Personal information
- Full name: Stav Turiel
- Date of birth: 14 January 2001 (age 25)
- Place of birth: Bat Yam, Israel
- Height: 1.79 m (5 ft 10 in)
- Position: Right winger

Team information
- Current team: Hapoel Tel Aviv
- Number: 11

Youth career
- 2009–2016: Hapoel Tel Aviv
- 2016–2017: Maccabi Ironi Bat Yam
- 2017–2019: Maccabi Jaffa

Senior career*
- Years: Team / Apps / (Gls)
- 2019–2020: Maccabi Jaffa / 13 / (2)
- 2020–2024: F.C. Ashdod / 18 / (1)
- 2021–2023: → Hapoel Kfar Saba (loan) / 58 / (9)
- 2024–: Hapoel Tel Aviv / 75 / (28)

International career^{‡}
- 2025–: Israel / 5 / (0)

= Stav Turiel =

Israeli association football player

Stav Turiel (סתיו טוריאל; born 14 January 2001) is an Israeli professional footballer who plays as a winger for Israeli Premier League club Hapoel Tel Aviv and the Israel national team.

==Club career==
Turiel was born and raised in Bat Yam, Israel, to a Jewish family.

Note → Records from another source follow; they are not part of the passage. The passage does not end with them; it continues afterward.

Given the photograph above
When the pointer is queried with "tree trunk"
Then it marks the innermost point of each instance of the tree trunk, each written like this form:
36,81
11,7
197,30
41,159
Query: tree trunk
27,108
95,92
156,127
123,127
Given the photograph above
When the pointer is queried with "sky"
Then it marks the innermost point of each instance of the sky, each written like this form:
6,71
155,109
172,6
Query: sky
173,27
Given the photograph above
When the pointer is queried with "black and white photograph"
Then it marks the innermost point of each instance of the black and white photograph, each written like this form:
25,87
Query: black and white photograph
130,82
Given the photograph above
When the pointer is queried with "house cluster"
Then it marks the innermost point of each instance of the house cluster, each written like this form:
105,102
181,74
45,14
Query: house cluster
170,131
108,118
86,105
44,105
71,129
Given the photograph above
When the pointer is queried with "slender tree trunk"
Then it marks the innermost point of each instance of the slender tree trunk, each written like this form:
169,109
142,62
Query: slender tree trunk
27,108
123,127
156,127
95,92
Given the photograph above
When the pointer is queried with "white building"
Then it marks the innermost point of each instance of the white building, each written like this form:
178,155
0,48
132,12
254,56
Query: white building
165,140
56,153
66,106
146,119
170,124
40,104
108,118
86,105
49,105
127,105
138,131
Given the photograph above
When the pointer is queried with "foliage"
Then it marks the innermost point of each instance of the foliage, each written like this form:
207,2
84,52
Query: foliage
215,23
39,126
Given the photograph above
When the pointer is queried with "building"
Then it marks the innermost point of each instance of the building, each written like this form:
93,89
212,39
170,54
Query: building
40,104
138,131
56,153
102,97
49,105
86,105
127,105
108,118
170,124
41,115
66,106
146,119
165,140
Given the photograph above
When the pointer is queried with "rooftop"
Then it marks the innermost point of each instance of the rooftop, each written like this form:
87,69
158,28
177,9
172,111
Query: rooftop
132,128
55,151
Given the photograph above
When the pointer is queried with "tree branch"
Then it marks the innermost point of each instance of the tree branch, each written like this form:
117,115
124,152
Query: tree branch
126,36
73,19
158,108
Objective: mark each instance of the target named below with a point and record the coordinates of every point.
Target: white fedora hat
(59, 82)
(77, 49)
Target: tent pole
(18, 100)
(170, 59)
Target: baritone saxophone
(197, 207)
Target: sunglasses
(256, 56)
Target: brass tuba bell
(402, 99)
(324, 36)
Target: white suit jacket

He began playing football in the youth academy of Hapoel Tel Aviv, before moving to the youth departments of Maccabi Ironi Bat Yam and later Maccabi Kabilio Jaffa.On 6 September 2019 made his senior debut for Maccabi Jaffa in the 1–0 win against Hapoel Azor.

On 19 July 2020, Turiel signed a five-year contract with the Israeli Premier League club F.C. Ashdod. On 18 February 2021 scored his Premier League first goal in the 1–2 loss to Ironi Kiryat Shmona.

In 2021, he was loaned to Hapoel Kfar Saba.

On 6 January 2024 Hapoel Tel Aviv purchased Turiel for 450K NIS.

In December 2025, it was reported that Turiel was expected to leave Hapoel Tel Aviv ahead of the January transfer window after three Major League Soccer clubs, including Chicago Fire, expressed interest in signing him. However, Hapoel Tel Aviv announced that it had exercised the option in his contract for an additional season. His contract reportedly included a release clause valued at approximately €2 million, applicable only to clubs outside Israel.

On 19 January 2026, it was reported that Turiel signed a contract extension with Hapoel Tel Aviv until the 2028–29 season. Under the new agreement, he will earn €270,000 per season, and the contract does not include a release clause.

== Style of play ==
Turiel is an attacking player known for his dominant left foot. His playing style is characterized by attacking presence and the ability to create chances under pressure. He combines goal-scoring ability with playmaking skills.